Cuda interpolation & Monte Carlo

Hello,

I am currently implementing a linear interpolation in CUDA with the following code:

global void linearInterpolation(float* data, float* x_in, int lx_data) {

int j = threadIdx.x + blockDim.x * blockIdx.x;    
x_in[j] = singleInterp(data, x_in[j], lx_data);

}

device float singleInterp(float* data, float x, int lx_data) {

int i =0;
float res = data[0];
while(data[i] <= x) {
    i = i+1;
}
if (data[i] > x && i>0 && i<lx_data ) {
   float p = __fdividef(data[i + lx_data] - data[i+lx_data-1],(data[i] - data[i-1]));
   res =   __fmaf_rn(p,x-data[i-1],data[i+lx_data-1]) ;
   return res;
}    
if (i == lx_data)
    res = data[lx_data];

return res;  

}

I am using the function feval from matlab to do the computation. I would like to optimize this code but I have not a lot of ideas. Could someone please help me on this issue? I could beat the function interp1 from Matlab only for some very huge numbers of interpolations.

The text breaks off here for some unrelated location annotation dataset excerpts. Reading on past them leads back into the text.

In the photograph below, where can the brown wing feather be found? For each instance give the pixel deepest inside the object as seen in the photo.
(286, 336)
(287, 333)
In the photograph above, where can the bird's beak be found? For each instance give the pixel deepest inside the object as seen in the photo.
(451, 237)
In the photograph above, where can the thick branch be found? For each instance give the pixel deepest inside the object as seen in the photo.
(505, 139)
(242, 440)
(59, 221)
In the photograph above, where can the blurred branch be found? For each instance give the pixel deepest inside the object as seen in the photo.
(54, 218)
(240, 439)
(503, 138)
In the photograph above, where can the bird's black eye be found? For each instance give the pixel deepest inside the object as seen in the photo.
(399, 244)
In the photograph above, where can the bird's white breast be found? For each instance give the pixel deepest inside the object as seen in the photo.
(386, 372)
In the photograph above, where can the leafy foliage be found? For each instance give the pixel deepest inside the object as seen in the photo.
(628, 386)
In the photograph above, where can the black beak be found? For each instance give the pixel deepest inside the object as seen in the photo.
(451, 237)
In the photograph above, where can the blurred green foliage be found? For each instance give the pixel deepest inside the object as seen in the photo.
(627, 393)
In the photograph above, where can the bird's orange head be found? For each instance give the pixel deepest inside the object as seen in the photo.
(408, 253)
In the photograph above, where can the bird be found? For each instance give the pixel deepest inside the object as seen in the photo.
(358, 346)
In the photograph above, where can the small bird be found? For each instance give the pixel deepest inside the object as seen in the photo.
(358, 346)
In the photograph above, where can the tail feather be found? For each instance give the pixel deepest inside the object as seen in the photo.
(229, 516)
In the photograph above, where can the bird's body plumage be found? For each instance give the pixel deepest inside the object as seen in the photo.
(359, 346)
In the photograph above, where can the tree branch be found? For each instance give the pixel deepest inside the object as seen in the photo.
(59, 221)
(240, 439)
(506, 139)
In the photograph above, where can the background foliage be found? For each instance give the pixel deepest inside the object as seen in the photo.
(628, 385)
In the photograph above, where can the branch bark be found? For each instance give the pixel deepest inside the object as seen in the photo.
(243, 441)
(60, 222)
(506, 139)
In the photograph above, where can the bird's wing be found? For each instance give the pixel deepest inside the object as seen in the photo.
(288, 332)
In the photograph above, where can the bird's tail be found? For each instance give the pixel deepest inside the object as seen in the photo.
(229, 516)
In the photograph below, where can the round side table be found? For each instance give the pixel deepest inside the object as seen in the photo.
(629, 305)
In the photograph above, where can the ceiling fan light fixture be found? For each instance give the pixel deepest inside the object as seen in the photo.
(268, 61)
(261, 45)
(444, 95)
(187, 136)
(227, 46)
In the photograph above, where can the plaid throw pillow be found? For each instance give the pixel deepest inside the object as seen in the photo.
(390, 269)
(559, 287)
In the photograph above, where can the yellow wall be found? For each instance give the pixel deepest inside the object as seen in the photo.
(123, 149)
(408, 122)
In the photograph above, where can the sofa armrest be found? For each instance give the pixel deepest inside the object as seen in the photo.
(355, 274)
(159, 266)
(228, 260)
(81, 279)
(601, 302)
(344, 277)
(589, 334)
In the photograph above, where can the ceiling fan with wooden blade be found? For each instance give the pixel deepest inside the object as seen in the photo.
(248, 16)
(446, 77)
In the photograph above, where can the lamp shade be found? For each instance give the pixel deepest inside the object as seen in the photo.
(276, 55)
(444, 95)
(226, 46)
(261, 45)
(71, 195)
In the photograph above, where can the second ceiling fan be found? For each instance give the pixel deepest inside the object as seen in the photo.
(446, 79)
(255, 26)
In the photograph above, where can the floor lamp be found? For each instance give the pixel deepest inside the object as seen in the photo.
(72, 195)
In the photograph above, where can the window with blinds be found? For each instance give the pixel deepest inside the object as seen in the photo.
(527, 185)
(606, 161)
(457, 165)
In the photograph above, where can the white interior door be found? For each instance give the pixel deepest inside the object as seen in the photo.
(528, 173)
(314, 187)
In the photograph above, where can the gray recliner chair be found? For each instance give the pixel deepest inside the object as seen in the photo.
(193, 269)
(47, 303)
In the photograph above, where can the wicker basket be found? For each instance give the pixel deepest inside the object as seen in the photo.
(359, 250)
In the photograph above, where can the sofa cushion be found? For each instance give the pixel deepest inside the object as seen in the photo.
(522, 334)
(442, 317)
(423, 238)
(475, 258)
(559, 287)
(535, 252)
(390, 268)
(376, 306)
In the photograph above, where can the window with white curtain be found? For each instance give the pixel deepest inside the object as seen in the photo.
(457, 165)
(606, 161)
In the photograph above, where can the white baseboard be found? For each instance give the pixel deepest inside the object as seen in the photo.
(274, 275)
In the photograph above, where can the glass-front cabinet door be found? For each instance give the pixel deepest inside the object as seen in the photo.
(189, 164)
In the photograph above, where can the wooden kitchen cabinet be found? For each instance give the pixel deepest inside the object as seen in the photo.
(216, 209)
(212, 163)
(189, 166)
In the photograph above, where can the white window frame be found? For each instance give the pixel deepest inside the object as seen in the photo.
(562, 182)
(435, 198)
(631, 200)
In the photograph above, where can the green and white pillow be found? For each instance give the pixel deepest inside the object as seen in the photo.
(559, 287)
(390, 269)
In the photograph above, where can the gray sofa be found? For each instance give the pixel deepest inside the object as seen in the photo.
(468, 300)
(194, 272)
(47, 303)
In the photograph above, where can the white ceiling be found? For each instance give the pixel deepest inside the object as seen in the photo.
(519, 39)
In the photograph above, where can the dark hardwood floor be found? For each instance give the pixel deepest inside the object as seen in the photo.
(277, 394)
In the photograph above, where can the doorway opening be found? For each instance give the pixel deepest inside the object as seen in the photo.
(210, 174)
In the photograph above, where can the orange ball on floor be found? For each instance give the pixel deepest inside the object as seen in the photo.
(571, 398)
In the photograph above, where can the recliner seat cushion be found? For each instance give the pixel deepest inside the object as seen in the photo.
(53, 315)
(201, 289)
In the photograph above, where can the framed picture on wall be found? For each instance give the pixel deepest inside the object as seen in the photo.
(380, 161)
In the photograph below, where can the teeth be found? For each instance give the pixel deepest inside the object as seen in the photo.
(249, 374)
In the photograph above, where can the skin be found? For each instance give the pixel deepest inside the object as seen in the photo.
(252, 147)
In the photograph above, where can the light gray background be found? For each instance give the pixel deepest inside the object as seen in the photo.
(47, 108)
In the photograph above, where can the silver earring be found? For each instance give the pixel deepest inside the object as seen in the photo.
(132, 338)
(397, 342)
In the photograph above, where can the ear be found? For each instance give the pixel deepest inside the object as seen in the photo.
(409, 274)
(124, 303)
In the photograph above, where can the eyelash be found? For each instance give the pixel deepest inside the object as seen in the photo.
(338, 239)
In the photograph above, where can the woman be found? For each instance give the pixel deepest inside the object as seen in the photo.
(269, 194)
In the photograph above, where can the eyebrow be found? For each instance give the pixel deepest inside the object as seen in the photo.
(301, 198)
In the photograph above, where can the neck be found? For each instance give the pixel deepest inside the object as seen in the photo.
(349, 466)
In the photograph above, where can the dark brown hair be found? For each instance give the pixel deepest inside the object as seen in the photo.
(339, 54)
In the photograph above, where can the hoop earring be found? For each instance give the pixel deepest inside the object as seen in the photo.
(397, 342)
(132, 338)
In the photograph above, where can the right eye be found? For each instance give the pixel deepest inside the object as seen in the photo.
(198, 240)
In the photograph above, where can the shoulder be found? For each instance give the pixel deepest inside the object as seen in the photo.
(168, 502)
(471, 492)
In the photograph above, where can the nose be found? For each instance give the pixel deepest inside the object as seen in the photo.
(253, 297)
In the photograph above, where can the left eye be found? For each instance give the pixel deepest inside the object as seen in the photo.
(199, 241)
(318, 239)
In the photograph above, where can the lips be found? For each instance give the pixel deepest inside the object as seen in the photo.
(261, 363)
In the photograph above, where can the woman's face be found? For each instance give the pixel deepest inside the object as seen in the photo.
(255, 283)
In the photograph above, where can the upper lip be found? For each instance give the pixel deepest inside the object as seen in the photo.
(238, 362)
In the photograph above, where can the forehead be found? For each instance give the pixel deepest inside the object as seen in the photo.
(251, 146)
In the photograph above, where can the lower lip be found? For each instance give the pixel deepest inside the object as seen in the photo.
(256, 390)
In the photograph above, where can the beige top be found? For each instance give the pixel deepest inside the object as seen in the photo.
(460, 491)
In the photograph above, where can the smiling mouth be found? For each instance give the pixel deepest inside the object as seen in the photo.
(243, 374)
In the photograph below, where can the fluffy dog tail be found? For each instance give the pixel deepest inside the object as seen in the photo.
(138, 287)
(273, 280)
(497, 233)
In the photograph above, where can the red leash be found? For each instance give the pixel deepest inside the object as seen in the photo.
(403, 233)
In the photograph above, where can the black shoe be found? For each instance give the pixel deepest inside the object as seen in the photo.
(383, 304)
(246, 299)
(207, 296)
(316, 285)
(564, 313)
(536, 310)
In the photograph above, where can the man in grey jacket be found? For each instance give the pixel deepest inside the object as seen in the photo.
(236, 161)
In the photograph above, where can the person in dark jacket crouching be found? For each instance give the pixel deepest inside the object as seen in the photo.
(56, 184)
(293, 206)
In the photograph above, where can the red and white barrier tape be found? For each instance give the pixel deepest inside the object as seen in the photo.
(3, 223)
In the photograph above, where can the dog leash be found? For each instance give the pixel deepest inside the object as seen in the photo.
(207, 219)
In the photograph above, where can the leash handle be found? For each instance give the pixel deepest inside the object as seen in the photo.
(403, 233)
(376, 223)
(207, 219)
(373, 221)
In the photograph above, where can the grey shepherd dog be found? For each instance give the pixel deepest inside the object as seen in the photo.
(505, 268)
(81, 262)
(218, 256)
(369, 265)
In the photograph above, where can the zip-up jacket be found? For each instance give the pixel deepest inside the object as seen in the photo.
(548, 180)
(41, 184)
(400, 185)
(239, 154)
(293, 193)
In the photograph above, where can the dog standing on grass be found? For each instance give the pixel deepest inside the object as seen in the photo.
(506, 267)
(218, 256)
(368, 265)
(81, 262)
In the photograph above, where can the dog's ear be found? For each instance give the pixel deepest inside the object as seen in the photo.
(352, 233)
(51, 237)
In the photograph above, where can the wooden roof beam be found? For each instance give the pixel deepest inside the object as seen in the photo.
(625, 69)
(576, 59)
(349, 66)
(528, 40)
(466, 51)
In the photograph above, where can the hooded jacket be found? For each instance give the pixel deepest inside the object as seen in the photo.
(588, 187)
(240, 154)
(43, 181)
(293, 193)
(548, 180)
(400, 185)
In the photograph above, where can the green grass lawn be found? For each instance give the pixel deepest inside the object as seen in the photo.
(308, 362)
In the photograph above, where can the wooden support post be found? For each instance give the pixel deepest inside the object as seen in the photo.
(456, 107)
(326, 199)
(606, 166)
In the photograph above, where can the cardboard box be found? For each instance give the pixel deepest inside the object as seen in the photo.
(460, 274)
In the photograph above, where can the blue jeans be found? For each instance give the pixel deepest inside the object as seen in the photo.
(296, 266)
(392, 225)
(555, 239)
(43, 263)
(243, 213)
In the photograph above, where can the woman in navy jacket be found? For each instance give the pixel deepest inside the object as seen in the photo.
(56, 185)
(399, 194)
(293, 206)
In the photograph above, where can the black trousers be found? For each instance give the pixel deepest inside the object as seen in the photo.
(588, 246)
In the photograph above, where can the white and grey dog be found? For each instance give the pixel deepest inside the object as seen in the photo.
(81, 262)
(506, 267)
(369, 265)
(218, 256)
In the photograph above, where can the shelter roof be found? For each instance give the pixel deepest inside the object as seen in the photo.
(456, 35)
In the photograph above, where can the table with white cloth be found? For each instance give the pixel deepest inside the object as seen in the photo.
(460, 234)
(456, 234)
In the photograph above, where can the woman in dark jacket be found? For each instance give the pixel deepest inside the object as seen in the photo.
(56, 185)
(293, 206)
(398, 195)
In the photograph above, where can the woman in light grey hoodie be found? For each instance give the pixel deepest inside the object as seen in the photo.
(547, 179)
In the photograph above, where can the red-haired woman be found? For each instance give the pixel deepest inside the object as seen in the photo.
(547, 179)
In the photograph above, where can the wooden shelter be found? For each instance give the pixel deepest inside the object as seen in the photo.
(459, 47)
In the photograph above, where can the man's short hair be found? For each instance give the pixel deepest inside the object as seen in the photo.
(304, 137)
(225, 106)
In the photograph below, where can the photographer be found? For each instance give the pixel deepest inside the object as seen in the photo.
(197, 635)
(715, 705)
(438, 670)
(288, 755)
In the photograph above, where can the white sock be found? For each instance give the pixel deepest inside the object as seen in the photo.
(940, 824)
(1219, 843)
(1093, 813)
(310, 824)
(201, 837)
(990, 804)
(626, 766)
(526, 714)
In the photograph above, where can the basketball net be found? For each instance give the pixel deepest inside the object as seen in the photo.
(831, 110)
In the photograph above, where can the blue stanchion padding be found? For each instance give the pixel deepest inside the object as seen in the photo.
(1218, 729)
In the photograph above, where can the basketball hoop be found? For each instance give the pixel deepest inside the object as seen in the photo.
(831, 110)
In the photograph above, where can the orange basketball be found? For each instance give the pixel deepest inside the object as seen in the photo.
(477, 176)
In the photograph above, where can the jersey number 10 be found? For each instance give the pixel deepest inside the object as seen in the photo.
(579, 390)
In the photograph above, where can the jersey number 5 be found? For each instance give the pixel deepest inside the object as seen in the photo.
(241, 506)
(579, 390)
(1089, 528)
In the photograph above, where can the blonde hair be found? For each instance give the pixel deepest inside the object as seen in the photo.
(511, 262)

I have another question regarding the way the threads are used in CUDA. Let’s say the following code which computes a Monte Carlo Simulation:

device float priceValue(float dt, float drift, float volatility,int j) {

unsigned int seed = (unsigned int) j;
curandState_t state;
curand_init(seed,0,0, &state);
float randomWalk = curand_normal(&state);
while (abs(randomWalk)> 1) {
    randomWalk = curand_normal(&state);
}
return exp((drift - volatility*volatility*0.5)*dt + randomWalk*volatility*sqrt(dt));   

}

global void Simulation(float* matrice, int nbreSimulation, int nPaths, float S0, float T, float drift, float volatility) {
int lx = (int)sqrt((float)sizeof(volatility)/sizeof(float));
float dt = T/nPaths;
int i = threadIdx.x + blockDim.x * blockIdx.x;
int j = threadIdx.y + blockDim.y * blockIdx.y;
int index = i + j*nbreSimulation;
if (index >= nbreSimulation)
matrice[index] = matrice[index - nbreSimulation]*priceValue(dt, drift,volatility , index);
}

And the following execution code :

spmd
kernelSimulation = parallel.gpu.CUDAKernel(‘Cuda_functions.ptx’, ‘Cuda_functions.cu’, ‘Simulation’);
kernelSimulation.ThreadBlockSize = 512;
nbreSimulation = 5;
nPaths = 1000;
S0 = 100;
T = 1.5;
drift = 0.05;
volatility = 0.25; % abs(gpuArray.randn(10,2,‘single’))/10;
matrice = S0*gpuArray.ones(nbreSimulation,nPaths, ‘single’);
[A] = feval(kernelSimulation,matrice, nbreSimulation, nPaths, S0,T, drift, volatility);
traj = gather(A);
end

The result is that the computations have not been done on the whole matrix (only the 511 st values of the matrix have been changed ) because of the number of threads that I have defined. How should I proceed to use for example only 512 threads on a 5x1000 matrix?

Many thanks in advance for your help

In your interpolation code, it seems the following loop might take quite a bit of time compared to the actual interpolation:

while(data[i] <= x) {
 i = i+1;
}

What is the typical trip count for that loop? Is there a way to arrange the data so that you do not have to search but can index to the desired element right away? Have you tried a binary instead of a linear search? Can the searches be parallelized? Having each thread loop over large portions of the same array seems very wasteful. What is the larger algorithmic context of this interpolation code? Have you perused the literature (e.g. via Google Scholar) to see whether well-parallelized version of that algorithm are available?

Thank you for your reply. I am going to implement a binary search since my data are sorted, it should be faster.

Regarding the searches, they are already parallized for each element of the array x_in (in the global function), is this your question? Or are you talking about the search of the right index?

Does someone know the issue regarding my second example?
I mean the number of calculation is limited by the numer of threads, I obtain a matrix with only 512 computation instead of (roughly) 5000

I have written another interpolation function using the binary search and using the fast_math option for basic operations :

device float singleInterp(float* data, float x, int lx_data) {

float res = 0;    
int i1=0;
int j=lx_data; 
int imid;

while (j>i1+1)  
{  
    imid = (int)(i1+j+1)/2;
    if (data[imid]<x) 
         i1=imid;
    else 
        j=imid;
} 
if (i1==j)
    res = data[i1+lx_data];
else
    res =__fmaf_rn( __fdividef(data[j+lx_data]-data[i1+lx_data],(data[j]-data[i1])),x-data[i1], data[i1+lx_data]);

return res;  

}

I have not noticed any significant improvements. I am trying to beat the interp1 function from Matlab by taking advantage of the multi-threading.

Is lx_data a single point or a vector? And is this data or index to the data?

Maybe I don’t understand the problem, but you can increase the number of blocks/grid so that the total number of threads the kernel handles is blocks x threads/block?